Monday, May 16, 2011
The View from my Bicycle [COLUMN]
Run With It - by Nick van der Leek
On Saturday morning, in the dark, I walked with a friend over a damp school field. Ahead was a traffic jam of people chattering raucously. It resembled a scene at a touristy bar, it should have been 7pm with everyone starting to get tipsy and uninhibited. But we were all here for something quite different. Running.
What you immediately notice, looking around you, is how good everyone looks. Everyone is fit and chirpy and smiling, and it's infectious. I remark to a friend of mine that a 20-something runner looks perfect. Her hair and skin is shining, she is slim, her eyes shine, she has that cautious shyness of a gazelle. Utter perfection.
When our bunch mobilises the bruised skies are a lighter gray at least. My legs complain once again. They're used to sitting, and the transition to running is asking too much. Can we at least walk? No. My plan is to run 5km under 30 minutes. Is that too much to ask? Yes. Shutup and move.
I pull up alongside 'Utter perfection' and in the slightly more light of the morning now I see my mind was playing some elaborate tricks on me. Her leotard is dark purple, not black, her legs are kind've bandy, like Zola Budd's, and she has slightly blotchy skin. It's not a case that I am disappointed because she's not 'perfect', I'm somewhat miffed at myself for seeing things in the dark.
When my feet scrunch onto the soggy pitch of the school once more about 24 minutes have passed. Which means this race was about 1km short. I sit down and watch the others come in. A little girl of barely 8 years old. A little boy says to someone next to me, "Let's run, come on let's run." No one answers him so I say, "Do you see that treee?" (There are about twenty trees bordering the school fence). "Run there and back quickly!" Without a moments hesitation the little rascal sprints off - almost ploughing into the ground on his sixth step - but collects himself and runs in a great arc until I can't see him anymore. We sometimes need to be more like that. All of us.

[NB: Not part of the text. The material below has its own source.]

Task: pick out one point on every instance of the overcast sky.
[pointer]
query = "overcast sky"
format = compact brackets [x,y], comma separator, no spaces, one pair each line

This afternoon in the gym I was swimming in a triangle of sunlight. The sun was catching on my blond arm hairs, swaying underwater. My leg lit up when I kicked into this blue, glowing quadrant. Bright rainbow lines traced the contours of my body. Underwater, I became aware of the reality of life. All of us, will die. If we find happiness, perhaps it will be more painful to die. If we are sad, perhaps we will welcome it. But whatever we do, we're trapped in this story where we all face a tragic destiny. Please don't tell me it isn't tragic! Death for the dead is always tragic. It is only those who are alive who will care to couch the whole affair in heroism or destiny or legend. The dead don't care. They're not there to care.

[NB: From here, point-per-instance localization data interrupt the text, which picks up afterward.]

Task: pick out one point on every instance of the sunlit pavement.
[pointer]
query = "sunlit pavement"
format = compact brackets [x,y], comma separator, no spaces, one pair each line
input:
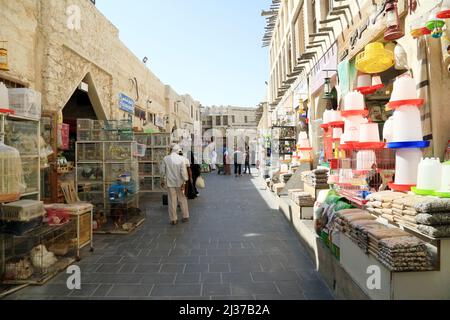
[237,246]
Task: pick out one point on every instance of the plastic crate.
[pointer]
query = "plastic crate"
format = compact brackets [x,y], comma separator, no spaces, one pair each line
[120,150]
[19,228]
[30,174]
[89,173]
[115,170]
[25,102]
[141,150]
[148,155]
[157,184]
[158,155]
[23,210]
[90,151]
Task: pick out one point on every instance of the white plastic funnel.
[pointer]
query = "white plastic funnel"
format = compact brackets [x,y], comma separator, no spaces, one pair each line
[369,132]
[407,124]
[429,174]
[406,165]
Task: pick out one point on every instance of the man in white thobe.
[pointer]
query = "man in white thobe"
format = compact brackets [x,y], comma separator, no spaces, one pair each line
[175,175]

What interests me, is that while we are alive, we may experience pain. Sometimes, excruciating pain. Especially involving unrequited love, and loss. But what encourages me, for example, is a film like The Holiday, that reminds us to be the leading man or leading woman in our own story. To not become infatuated with shadows in the dark that we can hardly see. To be strong, assertive protagonists, living in absolute clarity, and in pursuit of something concrete within the context of a narrative that we are writing, and making up as we go along. If you are in a narrative that you don't like, change it. If your protagonist is weak, or vulnerable, or doomed to failure, rewrite yourself, change those aspects that you know are not part of what a leading man or woman should be. Write your own story and be an active participant in it. Don't just stand there. Run along and catch up to the real you, before the write you can get ahead of your self.